Levy and TOKYOPOP have been making moves to capitalize on this explosion in popularity. Most of TOKYOPOP’s product lineup has been in book form, until now. Though the company sells hundreds of different titles in the U.S., the U.K., Germany and more, they have no titles in Japan, where TOKYOPOP mainly works with artists and publishers. “Books are what has built the company but we are now taking TOKYOPOP in some very exciting directions,” Levy said. “Our business focuses not just on the core product but ancillary products such as Cine-Manga, DVD, and turning our manga into film. In the U.S. we have built a brand name that is very well recognized especially among young people. The appetite of American teenage girls for this expanding media is a key driver of growth.”
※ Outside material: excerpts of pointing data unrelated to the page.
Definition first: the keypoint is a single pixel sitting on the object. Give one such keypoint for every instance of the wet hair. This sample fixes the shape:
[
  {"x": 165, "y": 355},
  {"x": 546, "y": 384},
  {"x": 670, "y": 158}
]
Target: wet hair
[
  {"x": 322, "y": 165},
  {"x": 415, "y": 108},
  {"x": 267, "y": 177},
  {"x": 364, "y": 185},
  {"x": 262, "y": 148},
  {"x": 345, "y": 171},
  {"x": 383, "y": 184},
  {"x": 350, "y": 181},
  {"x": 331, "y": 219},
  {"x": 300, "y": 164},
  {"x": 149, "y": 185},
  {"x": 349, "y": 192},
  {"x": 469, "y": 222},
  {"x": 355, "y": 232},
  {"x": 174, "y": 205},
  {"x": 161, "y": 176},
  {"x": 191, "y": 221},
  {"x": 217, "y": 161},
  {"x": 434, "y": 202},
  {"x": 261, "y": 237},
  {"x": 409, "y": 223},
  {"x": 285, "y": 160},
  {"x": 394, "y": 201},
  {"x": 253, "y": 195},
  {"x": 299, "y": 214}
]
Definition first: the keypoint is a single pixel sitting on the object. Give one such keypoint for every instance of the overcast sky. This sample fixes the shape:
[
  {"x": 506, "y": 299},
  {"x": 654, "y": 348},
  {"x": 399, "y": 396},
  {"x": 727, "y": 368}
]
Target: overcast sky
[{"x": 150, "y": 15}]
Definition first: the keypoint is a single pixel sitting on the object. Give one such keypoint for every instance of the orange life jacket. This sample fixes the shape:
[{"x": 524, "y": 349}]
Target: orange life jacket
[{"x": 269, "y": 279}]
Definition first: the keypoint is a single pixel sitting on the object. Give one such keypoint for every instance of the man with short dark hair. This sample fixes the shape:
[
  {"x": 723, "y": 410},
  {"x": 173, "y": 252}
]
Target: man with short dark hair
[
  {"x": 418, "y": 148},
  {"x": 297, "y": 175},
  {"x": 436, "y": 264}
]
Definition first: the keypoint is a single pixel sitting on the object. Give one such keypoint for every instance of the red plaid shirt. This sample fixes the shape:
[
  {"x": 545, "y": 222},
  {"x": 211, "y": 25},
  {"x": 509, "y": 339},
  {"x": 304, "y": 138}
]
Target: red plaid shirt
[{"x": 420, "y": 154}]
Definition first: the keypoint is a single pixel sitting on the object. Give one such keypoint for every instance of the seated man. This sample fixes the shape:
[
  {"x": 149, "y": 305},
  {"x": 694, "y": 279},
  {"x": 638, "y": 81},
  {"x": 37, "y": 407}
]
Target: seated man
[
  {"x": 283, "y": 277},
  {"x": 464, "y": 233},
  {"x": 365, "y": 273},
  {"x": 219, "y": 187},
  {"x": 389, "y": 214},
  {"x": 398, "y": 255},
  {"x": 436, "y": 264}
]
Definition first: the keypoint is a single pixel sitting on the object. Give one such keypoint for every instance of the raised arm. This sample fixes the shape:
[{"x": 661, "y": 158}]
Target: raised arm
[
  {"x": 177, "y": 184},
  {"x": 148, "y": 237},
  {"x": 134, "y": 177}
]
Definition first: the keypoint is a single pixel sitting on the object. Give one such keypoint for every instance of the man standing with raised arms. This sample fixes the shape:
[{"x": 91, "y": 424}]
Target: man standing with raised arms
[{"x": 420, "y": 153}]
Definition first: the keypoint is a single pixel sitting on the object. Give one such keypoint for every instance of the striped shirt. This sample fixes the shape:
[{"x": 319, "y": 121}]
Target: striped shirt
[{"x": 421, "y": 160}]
The Real Deal — Authentic Manga
Levy explained how “Authentic Manga,” a concept rolled out in 2002, was instrumental in helping TOKYOPOP shift gears to the next level. As a niche market, manga sections in bookshops were quite inconsistent. “In the stores, there was a tiny little section we were able to convince retailers to create (for TOKYOPOP publications). But between TOKYOPOP and other publishers, the manga books sizes and prices were all different and that always bothered me,” explains Levy, recalling the early years. Noting how Playstation and Nintendo have standardized their product branding, Levy came to the conclusion that consistency was also required in the manga business. “So we came up with Authentic Manga,” he explains, referring to a consistency in branding that has proved very successful. “We made one price-point, created in-store displays that were very brand-oriented, and… it worked.”
Where’s the Talent?
Manga is nothing new, generations have grown up on manga, and there is no shortage of artists dying to be published. Capitalizing on this need, Levy started The Rising Stars of Manga competition for aspiring manga artists. “We have now just finished our sixth competition and are finding potential artists from all over the world,” says Levy, who has also used the competition to scout out new talent. If their work is good enough, entrants often find themselves with a contract.
North American Market’s Got Kick
Ever the innovator, TOKYOPOP has many projects in the pipeline. Levy described one of the recently launched key company ventures — using the internet and other digital formats to not only promote manga but also to serialize it (35-40 titles free online to members). “I think we are going to see digital based technology expand this art form even further than anyone has ever dreamed of so far,” he says.
Levy said another big upcoming push for TOKYOPOP is the States-side mobile business. “In Japan, it has already started, and in the States, 3G networks are being installed throughout the country. People are (finally) starting to realize they can use their phones for more than just talking,” says Levy.
Ultimately, Levy hopes manga will infiltrate Western consciousness completely. “We want the word to come into popular usage in a similar way to how ‘sushi’ has. We really want to turn it into a lifestyle — where it affects fashion and attitude; it’s a global thing, it is beyond just the entertainment content itself.”